Preisträger 2004: Journalisten helfen Journalisten e. V.

Journalisten helfen Journalisten 1Journalisten helfen Journalisten e. V.

setzt sich für in Not geratene, an ihrer Arbeit gehinderte, misshandelte Kollegen und die Hinterbliebenen getöteter Journalisten ein.

Die Organisation Journalisten helfen Journalisten erhielt den Medienpreis für ihren mutigen und selbstlosen Einsatz für die Pressefreiheit, für in Not geratene, an ihrer Arbeit gehinderte, misshandelte Kollegen oder die Hinterbliebenen getöteter Journalisten. Der gemeinnützige Verein wurde 1993 von Christiane Schlötzer-Scotland gegründet.

"Wir haben uns geirrt. Leider." Es ist ungewöhnlich, wenn ein Verein seinen zehnjährigen Geburtstag so kommentiert. Die Mitglieder von "Journalisten helfen Journalisten" taten es im vergangenen Jahr trotzdem.

"Wir dachten und hofften, dass die Existenz des Vereins nur von kurzer Dauer sein würde", heiß es in Erinnerung an die Gründung 1993. "Wir wollten einigen in Not geratenen Kollegen mit materiellen Spenden unsere Unterstützung zusichern." Es waren vor allem Münchner Journalisten, die schnell und unbürokratisch helfen wollten, als in Ex-Jugoslawien Krieg ausbrach. In München befindet sich auch das "Basislager" des Vereins, das Carl W. Macke organisiert.
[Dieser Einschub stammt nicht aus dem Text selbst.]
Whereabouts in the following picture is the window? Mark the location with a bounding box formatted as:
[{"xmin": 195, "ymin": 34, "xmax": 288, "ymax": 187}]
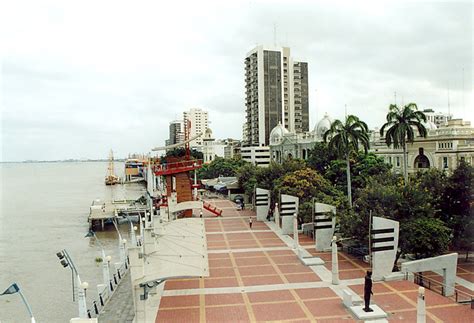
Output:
[{"xmin": 443, "ymin": 157, "xmax": 448, "ymax": 168}]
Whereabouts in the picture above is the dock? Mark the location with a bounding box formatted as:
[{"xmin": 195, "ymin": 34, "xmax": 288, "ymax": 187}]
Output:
[{"xmin": 88, "ymin": 200, "xmax": 148, "ymax": 230}]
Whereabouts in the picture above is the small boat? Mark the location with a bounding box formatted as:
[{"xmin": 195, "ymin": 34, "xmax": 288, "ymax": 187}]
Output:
[{"xmin": 105, "ymin": 150, "xmax": 120, "ymax": 185}]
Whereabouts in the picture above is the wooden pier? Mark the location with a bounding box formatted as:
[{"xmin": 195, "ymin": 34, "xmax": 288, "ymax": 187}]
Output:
[{"xmin": 88, "ymin": 200, "xmax": 148, "ymax": 230}]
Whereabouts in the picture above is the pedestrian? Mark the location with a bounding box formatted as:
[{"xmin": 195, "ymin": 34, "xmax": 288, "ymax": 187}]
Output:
[{"xmin": 364, "ymin": 270, "xmax": 374, "ymax": 312}]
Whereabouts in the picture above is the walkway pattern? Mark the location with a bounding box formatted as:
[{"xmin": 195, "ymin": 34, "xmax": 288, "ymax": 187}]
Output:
[{"xmin": 156, "ymin": 200, "xmax": 474, "ymax": 322}]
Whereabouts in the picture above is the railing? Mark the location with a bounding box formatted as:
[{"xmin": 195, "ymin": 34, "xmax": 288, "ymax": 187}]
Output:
[
  {"xmin": 412, "ymin": 273, "xmax": 474, "ymax": 309},
  {"xmin": 87, "ymin": 257, "xmax": 130, "ymax": 318}
]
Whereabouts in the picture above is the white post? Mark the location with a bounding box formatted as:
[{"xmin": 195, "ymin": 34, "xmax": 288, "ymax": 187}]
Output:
[
  {"xmin": 102, "ymin": 249, "xmax": 112, "ymax": 295},
  {"xmin": 416, "ymin": 287, "xmax": 426, "ymax": 323},
  {"xmin": 293, "ymin": 213, "xmax": 300, "ymax": 250},
  {"xmin": 332, "ymin": 236, "xmax": 339, "ymax": 285},
  {"xmin": 76, "ymin": 274, "xmax": 89, "ymax": 318}
]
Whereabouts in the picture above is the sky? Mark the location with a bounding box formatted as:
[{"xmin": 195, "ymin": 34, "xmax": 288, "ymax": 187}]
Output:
[{"xmin": 0, "ymin": 0, "xmax": 474, "ymax": 161}]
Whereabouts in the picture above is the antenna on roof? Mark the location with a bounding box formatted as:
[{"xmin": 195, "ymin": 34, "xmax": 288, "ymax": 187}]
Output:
[
  {"xmin": 448, "ymin": 82, "xmax": 451, "ymax": 115},
  {"xmin": 273, "ymin": 23, "xmax": 276, "ymax": 47}
]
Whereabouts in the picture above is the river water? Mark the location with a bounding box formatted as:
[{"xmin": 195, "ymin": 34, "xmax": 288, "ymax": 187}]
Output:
[{"xmin": 0, "ymin": 162, "xmax": 144, "ymax": 323}]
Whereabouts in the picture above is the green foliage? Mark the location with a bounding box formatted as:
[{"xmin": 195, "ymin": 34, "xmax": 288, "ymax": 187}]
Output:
[
  {"xmin": 198, "ymin": 157, "xmax": 247, "ymax": 179},
  {"xmin": 380, "ymin": 103, "xmax": 427, "ymax": 183},
  {"xmin": 399, "ymin": 217, "xmax": 451, "ymax": 259},
  {"xmin": 324, "ymin": 115, "xmax": 370, "ymax": 207},
  {"xmin": 275, "ymin": 167, "xmax": 346, "ymax": 222}
]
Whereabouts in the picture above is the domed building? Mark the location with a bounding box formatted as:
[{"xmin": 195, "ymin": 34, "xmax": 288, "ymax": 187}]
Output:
[
  {"xmin": 313, "ymin": 112, "xmax": 333, "ymax": 138},
  {"xmin": 270, "ymin": 113, "xmax": 332, "ymax": 163}
]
Die Vereinsgründerin Christiane Schlötzer-Scotland spricht von einem "Auftrag der Verzweiflung", der sie damals antrieb. Ihr Ehemann Egon Scotland war gerade während seiner Recherchen für die Süddeutsche Zeitung im damaligen kroatischen Krisengebiet von einem Heckenschützen ermordet worden. Sein Tod verdeutlichte, dass die Zeiten der Immunität für Journalisten in Konfliktgebieten vorüber waren. Über 800 Journalisten wurden in den letzten 15 Jahren wegen ihrer Arbeit getötet, mehrere hundert werden weltweit jährlich inhaftiert, viele gefoltert. Die westlichen Medien berichten meist nur von spektakulären Einzelfällen während jener Kriege, in die der Westen direkt verstrickt ist - obwohl die meisten Journalisten nicht bei Kampfhandlungen sterben, sondern als Vergeltung für ihre Berichterstattung getötet werden. Meist geschieht das in den Krisenregionen, die die Weltöffentlichkeit nicht mehr beachtet. Gegen dieses Vergessen setzt sich "Journalisten helfen Journalisten" ein. Inzwischen zählt der Verein mehr als 100 Mitglieder in Deutschland, Italien und Österreich. Für den Vorsitzenden Roman Arens sind diese gleichzeitig das Kapital der Gruppe: Nicht Finanzstärke ist ihr Vorteil, sondern das unbürokratische Netzwerk von Kollegen. So kann den unterstützten Journalisten zur Publikation in deutschsprachigen Medien verholfen werden, können Kontakte vermittelt oder Sachspenden bei einer Recherchereise mitgenommen und übergeben werden. "Wir wissen einfach wie Journalisten arbeiten", sagt Schlötzer-Scotland. "Und wir wollen keine Almosen geben, sondern unsere Solidarität zeigen. Aber eben nicht nur mit schönen Worten, sondern mit direkter kollegialer Hilfe."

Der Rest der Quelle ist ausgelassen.